Now comes Ben Bernanke, an academic with an obsession for the stock market. Bernanke knows he's supposed to pursue a "dual mandate" of "maximum employment" consistent with "stable prices and moderate long- term interest rates." This essentially impossible mandate is akin to pursuing maximum rice production, consistent with low water usage. The objectives clash head-on. But that's a story for another day.

Our story for today is the mandate Ben Bernanke seems to be pursuing: playing the stock market. Based on his recent public remarks, Bernanke seems more obsessed with the stock market than a day trader.

He justifies his obsession by asserting that a rising stock market will produce rising employment. "Higher stocks prices will boost consumer wealth and help increase confidence, which can also spur spending," the Chairman declared last November, the day after the Federal Open Market Committee formally christened QE2 - the second round of quantitative easing.

So far, so good.

"The US stock market's total value has increased by over 25% - some $3.2 trillion - since Aug. 26," Barron's Randall Forsyth observes. "That date was prior to Federal Reserve Chairman Ben Bernanke's speech to the central bank's Jackson Hole, Wyo., policy pow-wow, when he first laid out the justification for the Fed's purchases of Treasuries now known by all as QE2..."

Applauding his handiwork in a recent CNBC interview, Bernanke crowed, "Policies have contributed to a stronger stock market just as they did in March 2009, when we did the last iteration of [quantitative easing]. The S&P 500 is up 20%-plus and the Russell 2000, which is about small cap stocks, is up 30%-plus."

In other words, Bernanke seems to countenance no distinction whatsoever between a rallying stock market and an effective monetary policy.
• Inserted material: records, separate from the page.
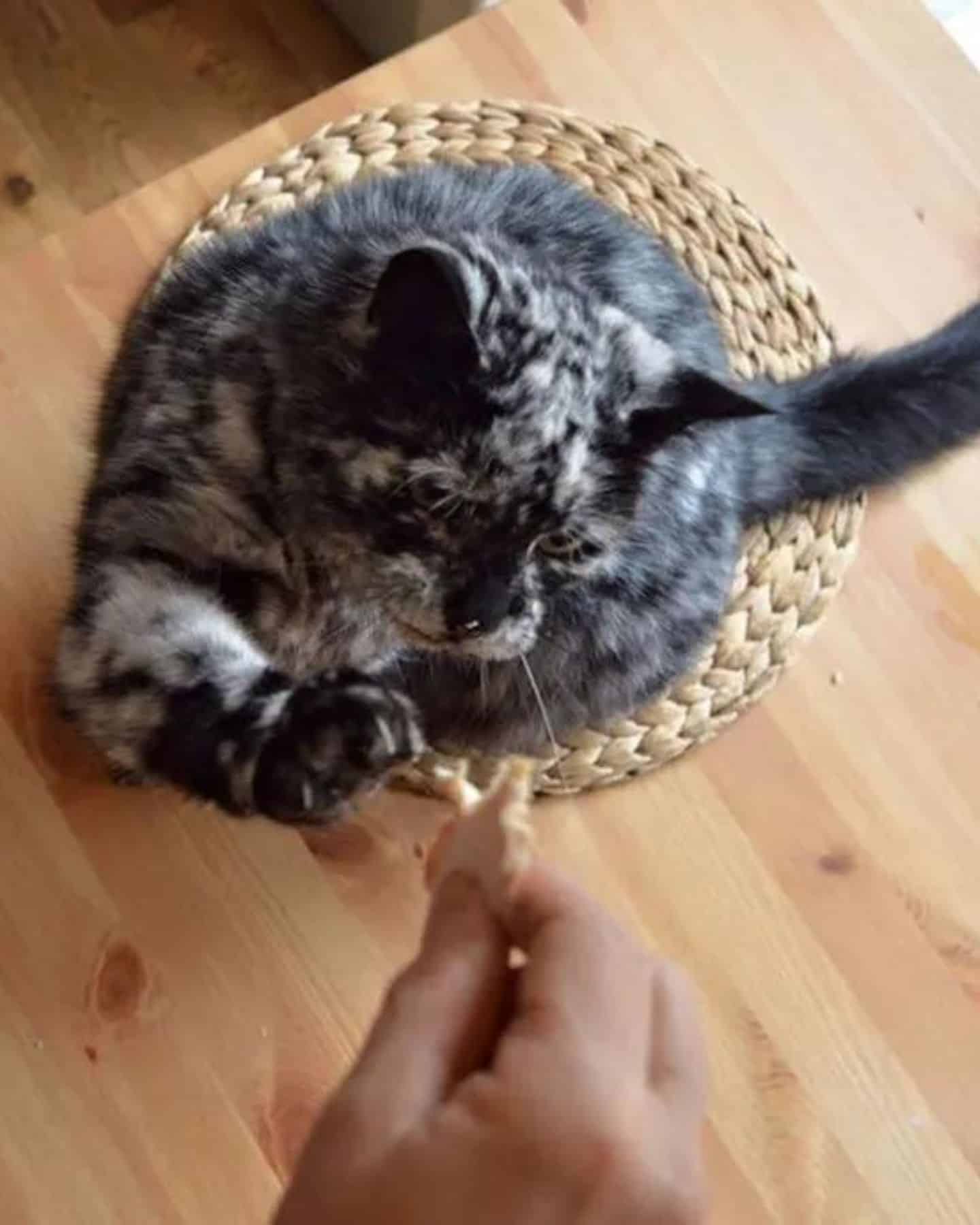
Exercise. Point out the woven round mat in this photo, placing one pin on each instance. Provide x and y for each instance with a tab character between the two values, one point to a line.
790	566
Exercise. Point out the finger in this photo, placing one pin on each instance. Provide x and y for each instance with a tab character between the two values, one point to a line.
585	979
440	1018
676	1066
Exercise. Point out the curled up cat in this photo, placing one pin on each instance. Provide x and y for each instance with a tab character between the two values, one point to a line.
453	456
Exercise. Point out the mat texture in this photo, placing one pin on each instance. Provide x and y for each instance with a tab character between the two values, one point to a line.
793	565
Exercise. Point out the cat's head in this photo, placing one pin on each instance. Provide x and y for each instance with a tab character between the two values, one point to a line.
504	424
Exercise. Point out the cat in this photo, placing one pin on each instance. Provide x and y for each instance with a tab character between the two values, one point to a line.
453	456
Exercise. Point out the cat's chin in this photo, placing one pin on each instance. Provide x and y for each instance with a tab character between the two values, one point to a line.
471	649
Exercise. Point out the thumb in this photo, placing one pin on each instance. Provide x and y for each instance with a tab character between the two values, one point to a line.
440	1018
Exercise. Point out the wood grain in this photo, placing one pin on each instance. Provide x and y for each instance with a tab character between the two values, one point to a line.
101	96
176	984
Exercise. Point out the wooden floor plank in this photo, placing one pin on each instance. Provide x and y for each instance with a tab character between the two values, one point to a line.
815	869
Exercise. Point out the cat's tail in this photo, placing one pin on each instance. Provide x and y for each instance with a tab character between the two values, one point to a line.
865	421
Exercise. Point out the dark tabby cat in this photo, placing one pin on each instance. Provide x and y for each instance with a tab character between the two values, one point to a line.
448	456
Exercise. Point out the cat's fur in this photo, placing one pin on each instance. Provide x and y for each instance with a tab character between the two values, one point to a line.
361	463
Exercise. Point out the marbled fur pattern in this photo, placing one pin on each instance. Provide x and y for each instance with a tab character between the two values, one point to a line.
361	467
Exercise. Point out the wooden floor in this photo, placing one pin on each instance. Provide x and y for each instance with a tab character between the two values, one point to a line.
98	97
179	990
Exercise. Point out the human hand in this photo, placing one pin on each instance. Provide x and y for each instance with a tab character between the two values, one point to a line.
571	1090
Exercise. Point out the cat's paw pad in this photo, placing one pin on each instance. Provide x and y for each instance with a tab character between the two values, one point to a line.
337	736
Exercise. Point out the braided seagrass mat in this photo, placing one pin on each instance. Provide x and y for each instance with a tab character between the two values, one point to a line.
790	566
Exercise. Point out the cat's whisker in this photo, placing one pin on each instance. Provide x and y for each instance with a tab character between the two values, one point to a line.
542	707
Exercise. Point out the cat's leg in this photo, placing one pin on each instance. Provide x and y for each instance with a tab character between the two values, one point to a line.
169	685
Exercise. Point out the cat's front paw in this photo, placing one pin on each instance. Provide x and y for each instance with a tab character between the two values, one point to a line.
337	736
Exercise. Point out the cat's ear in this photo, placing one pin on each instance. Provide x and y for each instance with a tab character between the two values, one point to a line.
691	398
423	304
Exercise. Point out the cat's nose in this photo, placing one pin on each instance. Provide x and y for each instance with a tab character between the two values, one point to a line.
482	606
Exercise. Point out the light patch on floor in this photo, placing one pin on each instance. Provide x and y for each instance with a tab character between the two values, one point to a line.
962	22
In fact, as he sees it, the former is irrefutable proof of the latter.

One Wall Street analyst recently observed that the stock market is advancing "as if propelled by some mysterious force." But the source is no mystery; it is Bernanke's pedal-to-the-metal money printing that is powering the stock market higher...or at least helping to power it higher.
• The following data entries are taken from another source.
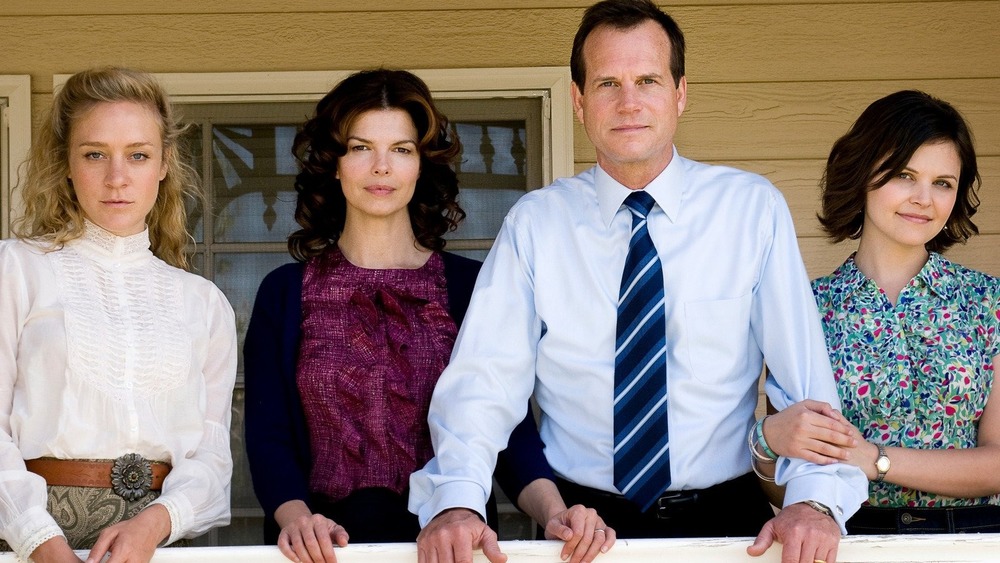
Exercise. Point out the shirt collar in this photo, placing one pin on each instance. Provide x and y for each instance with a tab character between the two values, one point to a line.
938	275
110	244
666	189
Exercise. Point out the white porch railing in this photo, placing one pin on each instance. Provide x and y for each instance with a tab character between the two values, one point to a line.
966	548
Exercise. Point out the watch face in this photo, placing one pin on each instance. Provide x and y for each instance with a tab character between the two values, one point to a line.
882	464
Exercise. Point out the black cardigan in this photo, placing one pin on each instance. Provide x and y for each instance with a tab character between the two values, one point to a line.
277	440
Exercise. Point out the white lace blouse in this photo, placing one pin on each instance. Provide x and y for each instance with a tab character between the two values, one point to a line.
107	350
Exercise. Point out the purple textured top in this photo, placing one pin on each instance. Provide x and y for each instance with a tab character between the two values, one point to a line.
374	343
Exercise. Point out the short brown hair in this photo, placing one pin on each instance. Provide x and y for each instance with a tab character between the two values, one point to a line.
878	147
623	15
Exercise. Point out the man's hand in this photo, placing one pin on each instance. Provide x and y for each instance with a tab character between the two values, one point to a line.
452	535
584	532
806	535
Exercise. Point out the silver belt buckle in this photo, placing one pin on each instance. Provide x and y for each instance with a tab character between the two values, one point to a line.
131	476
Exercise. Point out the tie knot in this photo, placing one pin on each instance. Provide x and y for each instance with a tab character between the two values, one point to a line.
640	203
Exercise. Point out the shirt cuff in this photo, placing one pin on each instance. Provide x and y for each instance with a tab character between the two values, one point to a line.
842	490
31	529
175	512
453	494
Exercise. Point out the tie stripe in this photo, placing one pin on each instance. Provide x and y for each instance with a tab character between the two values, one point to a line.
642	457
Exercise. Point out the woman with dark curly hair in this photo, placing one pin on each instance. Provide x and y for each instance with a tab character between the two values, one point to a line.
914	339
345	346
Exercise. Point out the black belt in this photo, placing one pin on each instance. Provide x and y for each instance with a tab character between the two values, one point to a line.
672	504
944	520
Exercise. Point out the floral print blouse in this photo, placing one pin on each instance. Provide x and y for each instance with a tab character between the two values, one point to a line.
916	374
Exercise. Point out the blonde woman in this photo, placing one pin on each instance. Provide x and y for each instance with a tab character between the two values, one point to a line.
116	365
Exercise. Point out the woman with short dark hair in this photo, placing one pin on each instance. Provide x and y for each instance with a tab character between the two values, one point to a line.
914	339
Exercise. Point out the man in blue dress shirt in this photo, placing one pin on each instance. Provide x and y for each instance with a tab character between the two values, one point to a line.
543	319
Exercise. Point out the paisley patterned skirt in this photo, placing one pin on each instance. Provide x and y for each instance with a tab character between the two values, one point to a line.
83	512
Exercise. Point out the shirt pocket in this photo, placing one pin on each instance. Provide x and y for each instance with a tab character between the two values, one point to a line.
716	335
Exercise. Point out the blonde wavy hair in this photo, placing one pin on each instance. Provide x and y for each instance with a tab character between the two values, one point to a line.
52	213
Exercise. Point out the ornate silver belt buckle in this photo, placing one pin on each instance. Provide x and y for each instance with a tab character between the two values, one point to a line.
131	476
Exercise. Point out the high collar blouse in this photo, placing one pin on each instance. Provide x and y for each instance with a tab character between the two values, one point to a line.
106	350
916	374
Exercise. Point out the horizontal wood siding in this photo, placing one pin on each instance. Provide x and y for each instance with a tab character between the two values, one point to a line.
772	83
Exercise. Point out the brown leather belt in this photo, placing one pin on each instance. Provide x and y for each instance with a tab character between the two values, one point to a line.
88	473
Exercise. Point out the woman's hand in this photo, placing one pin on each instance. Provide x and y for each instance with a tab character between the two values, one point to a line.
54	550
133	540
813	431
308	537
584	532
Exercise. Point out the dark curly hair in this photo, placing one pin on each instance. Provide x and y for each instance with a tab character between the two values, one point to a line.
321	207
878	147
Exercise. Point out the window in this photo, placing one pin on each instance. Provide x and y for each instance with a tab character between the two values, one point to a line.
15	138
515	126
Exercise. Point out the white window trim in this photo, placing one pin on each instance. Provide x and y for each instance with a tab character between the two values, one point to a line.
552	84
17	119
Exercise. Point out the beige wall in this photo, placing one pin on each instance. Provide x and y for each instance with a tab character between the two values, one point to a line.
772	84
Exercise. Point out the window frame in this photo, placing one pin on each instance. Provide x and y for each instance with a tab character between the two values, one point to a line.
16	120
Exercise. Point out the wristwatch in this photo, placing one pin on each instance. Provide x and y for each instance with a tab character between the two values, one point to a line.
882	464
818	507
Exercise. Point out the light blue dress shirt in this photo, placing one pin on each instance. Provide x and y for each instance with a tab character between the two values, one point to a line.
542	320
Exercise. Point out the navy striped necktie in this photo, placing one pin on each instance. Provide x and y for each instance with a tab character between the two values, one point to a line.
642	457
Bernanke openly admits to goosing the stock market - indirectly - for the purposes of advancing the nation's collective good. Unfortunately, the results-to-date suggest that Bernanke's meddling has merely advanced the nation's selective boosting net income at Goldman Sachs.

But after stripping away all the Bernanke-babble, what you find is a guy running a $1 trillion pump-and-dump scheme. He's pumping up share prices in the hopes that something good - anything good - will result. And he says he will "withdraw liquidity" - i.e. dump Treasury bonds - once economic conditions improve.

Where's all Bernanke's money coming from? He makes it all by himself...sort of. It's called quantitative easing, but it's really just multisyllabic fraud. Quantitative easing creates money out of thin air, thereby undermining the value of the currency already in circulation.

Bernanke uses the money to buy Treasury bonds. The effect of this bizarre transaction is that one branch of the government issues debt securities, while another branch of the government purchases those securities. Seems like a pretty sweet deal. And it is...for as long as the market tolerates overt currency debasement.

Over the short run, Bernanke's quantitative easing can appear to work wonders. Over the longer term, this game is likely to become much less wonderful. High single-digit inflation is a likely result. Low double- digit inflation is possible.

Triple-digit inflation? That couldn't happen in the US could it?